Vietnam is a relatively unknown country in the business world when compared with nearby countries such as Thailand and China. However, the Vietnamese market is worth looking into for many reasons despite showing the lowest GDP growth in the CLMV region (Cambodia-Laos-Myanmar-Vietnam).
One of such reason is that Vietnam’s healthcare market is set to grow exponentially, attracting huge foreign direct investments into facilities and services.
But before exploring the opportunities, let us first have a brief introduction to better familiarize ourselves with Vietnam. Currently the 3rd most populous country in ASEAN.
A Brief Introduction to the Vietnamese Market
With a population of more than 90 million people, the Vietnamese market is one of ASEAN’s biggest in terms of both population and size. The nation is is continuously growing in importance and influence within Southeast Asia.
Vietnam is welcoming change. With more than 40% of its population under the age of 24, Vietnam has a noticeable amount of young people who are open to more practices and values from western culture. These young people are also working adults with a higher average income than any in other era of the country.
However, Vietnam will get old quickly.
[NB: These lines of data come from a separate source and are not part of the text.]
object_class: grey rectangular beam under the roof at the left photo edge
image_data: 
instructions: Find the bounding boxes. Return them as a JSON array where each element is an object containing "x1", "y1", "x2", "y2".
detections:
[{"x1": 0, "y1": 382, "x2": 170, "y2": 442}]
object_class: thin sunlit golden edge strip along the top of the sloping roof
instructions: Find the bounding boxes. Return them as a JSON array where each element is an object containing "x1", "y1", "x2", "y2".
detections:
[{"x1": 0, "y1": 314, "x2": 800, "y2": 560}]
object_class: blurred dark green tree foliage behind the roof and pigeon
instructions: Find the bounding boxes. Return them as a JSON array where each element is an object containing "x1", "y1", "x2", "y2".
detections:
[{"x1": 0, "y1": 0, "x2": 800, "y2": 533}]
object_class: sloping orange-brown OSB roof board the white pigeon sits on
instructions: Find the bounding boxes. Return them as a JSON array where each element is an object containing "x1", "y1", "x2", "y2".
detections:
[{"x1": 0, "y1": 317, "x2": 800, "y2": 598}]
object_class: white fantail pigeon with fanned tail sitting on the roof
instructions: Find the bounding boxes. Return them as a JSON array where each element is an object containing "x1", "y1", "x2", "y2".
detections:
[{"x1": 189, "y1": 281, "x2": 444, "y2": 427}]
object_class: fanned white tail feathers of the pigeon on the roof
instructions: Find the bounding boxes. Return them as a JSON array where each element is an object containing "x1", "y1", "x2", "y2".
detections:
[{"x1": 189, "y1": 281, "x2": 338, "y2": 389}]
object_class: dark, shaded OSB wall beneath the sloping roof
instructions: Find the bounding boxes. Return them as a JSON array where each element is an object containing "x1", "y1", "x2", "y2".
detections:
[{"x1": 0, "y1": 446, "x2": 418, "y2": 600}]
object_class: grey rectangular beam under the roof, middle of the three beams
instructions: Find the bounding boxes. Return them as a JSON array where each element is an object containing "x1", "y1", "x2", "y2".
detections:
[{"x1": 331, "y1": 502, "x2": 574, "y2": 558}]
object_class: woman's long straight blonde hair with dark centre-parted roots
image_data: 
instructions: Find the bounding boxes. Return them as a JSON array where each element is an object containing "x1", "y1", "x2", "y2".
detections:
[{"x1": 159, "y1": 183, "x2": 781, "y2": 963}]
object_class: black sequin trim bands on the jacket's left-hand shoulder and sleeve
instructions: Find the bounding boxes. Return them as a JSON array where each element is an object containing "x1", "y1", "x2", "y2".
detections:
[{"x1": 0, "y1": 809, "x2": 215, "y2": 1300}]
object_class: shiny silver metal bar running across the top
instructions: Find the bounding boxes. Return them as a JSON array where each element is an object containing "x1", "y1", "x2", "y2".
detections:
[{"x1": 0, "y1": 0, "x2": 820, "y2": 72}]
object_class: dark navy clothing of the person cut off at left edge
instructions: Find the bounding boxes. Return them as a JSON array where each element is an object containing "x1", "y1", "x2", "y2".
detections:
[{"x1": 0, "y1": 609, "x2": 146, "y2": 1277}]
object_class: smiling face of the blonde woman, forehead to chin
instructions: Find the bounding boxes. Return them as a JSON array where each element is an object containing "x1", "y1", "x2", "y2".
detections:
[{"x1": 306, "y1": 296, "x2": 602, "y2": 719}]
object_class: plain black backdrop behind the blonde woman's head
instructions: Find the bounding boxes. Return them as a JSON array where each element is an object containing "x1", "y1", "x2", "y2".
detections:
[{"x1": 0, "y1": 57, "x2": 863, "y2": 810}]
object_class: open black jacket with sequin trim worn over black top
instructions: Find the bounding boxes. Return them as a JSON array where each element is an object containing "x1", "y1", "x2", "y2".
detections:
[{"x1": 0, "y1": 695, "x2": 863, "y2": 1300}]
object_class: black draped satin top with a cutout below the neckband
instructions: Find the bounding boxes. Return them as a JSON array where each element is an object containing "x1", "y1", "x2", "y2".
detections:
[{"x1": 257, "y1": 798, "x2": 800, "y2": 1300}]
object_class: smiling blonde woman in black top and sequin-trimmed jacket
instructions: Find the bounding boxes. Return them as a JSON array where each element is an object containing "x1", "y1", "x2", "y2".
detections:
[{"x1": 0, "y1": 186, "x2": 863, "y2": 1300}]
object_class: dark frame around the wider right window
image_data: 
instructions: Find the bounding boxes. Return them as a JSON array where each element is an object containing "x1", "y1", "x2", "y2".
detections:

With the average life expectancy on the rise for the past 25 years from below 70 to a record high of 75 years in 2015, Vietnam has a population that will be not only be outliving its most of its closest neighbors, but one that is aging rapidly.
With that said, there will be a large number of young adults who will have the disposable income, the desire, and the necessity to spend more on modern healthcare services whether it may be for themselves or for their aging relatives.
Healthcare in Vietnam: A Good Investment?
Despite the Vietnamese government making healthcare one of the top national priorities, there is still a lack of adequate facilities to meet the demand. The government acknowledges that the public health sector has limited abilities to cover all needs of Vietnam’s growing population, and has an ambition goal to grow the number and size of private hospitals by 20% before 2020.
Healthcare providers now consist at an estimated one thousand public health providers along with about a hundred private hospitals. Vietnam represents a huge healthcare and medical equipment market, especially with more government involvement in the industry’s development. Consequently, the public healthcare sector has received even more government budget allocations as well as interest from the private sector.
There is now an excess demand for healthcare services in Vietnam. This has been caused by an increase in disposable income and more awareness about the benefits of preventive care. It is predicted that the middle and affluent classes of Vietnam will double in size between 2014 and 2020. This leads to opportunities for healthcare development outside of the urban development hubs.
In short, with increasing demand for better healthcare and services from Vietnam’s young population, along with a booming scene for new startup companies, both the government and foreign investors have stepped up their game.
The government has increased its budget allocation and made the improvement of healthcare services a national priority. FDI into this sector is also on the rise as foreign healthcare providers look to fill the void and capture the healthcare market of one of the Asia’s fastest growing economies.